This vivid and striking handblown work of Modernist mid-century Murano art glass design brings with it beauty created by the expert Sommerso glass working technique.
This handblown and sculpted piece of art glass showcases a central well of Amber orange that graduates into the Scarlet red, heading upwards and outwards into the diverging winged tips. Cradling the central well is an encircling of Arctic blue The piece is finished in a clear glass casing with the rare feature of the twin hollows, creating the twin handles.
The combination of the colours and form give this piece the ability to create stunning and unmissable refractions when placed in the path of sunlight.
Excellent. No chips, cracks or repairs. There is light use wear on the surface of the vase which is not immediately visible and most prominent on the underside of the vase. Light wear is commensurable with the age of the piece. Please refer to photos as they form part of the condition report.
Height: c. 8.9" / 22.7 cm x c. 3.7" / 9.5 cm wide (across widest point) x depth: c. 2.2" / 5.5cm. Base: c. 2.2" / 5.5 cm x c. 1.3" / 3.4. Rim c. 3.2" / 8.2 cm x c. 0.8" / 2 cm. Unpackaged weight: c. 0.8 kg / 790 g.
Vase will be securely packaged and shipping will be insured. Shipping will be combined for multiple items.
A BIT OF HISTORY
The Sommerso technique was developed by Venetian glass artist Antonio Da Ross of Murano in the late 1930s, after successfully suspending contrasting but separate colours of glass. Recognition of Da Ross's work became well known and around the same time Paolo Venini perfected this technique, but it was Seguso d’Arte who made it world famous during the 1950s.

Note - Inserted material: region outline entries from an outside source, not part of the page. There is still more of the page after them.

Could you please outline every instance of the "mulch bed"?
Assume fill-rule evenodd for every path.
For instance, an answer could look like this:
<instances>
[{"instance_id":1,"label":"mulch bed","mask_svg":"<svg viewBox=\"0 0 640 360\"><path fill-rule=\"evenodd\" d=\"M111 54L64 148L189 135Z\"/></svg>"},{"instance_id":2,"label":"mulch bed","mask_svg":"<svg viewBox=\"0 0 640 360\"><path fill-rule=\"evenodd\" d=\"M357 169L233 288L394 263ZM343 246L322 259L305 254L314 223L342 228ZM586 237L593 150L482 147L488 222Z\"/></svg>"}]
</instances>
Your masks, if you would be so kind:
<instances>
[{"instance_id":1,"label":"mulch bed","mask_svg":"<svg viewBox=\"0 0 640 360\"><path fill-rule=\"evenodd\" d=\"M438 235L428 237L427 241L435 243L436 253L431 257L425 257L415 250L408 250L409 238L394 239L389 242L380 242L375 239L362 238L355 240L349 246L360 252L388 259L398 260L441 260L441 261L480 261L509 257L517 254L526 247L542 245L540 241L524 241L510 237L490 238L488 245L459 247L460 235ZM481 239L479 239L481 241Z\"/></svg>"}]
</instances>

Sommerso involves layering multiple colours of glass for a very distinctive and beautiful effect. It is not a simple process by any means and is one of the most commonly known Murano techniques, which in Italian literally means “submerged”. This technique is used to create several layers of glass (usually with different contrasting colours) inside a single object, giving the illusion of “immersed” colours without mixing and a big drop of colour captured in clear glass.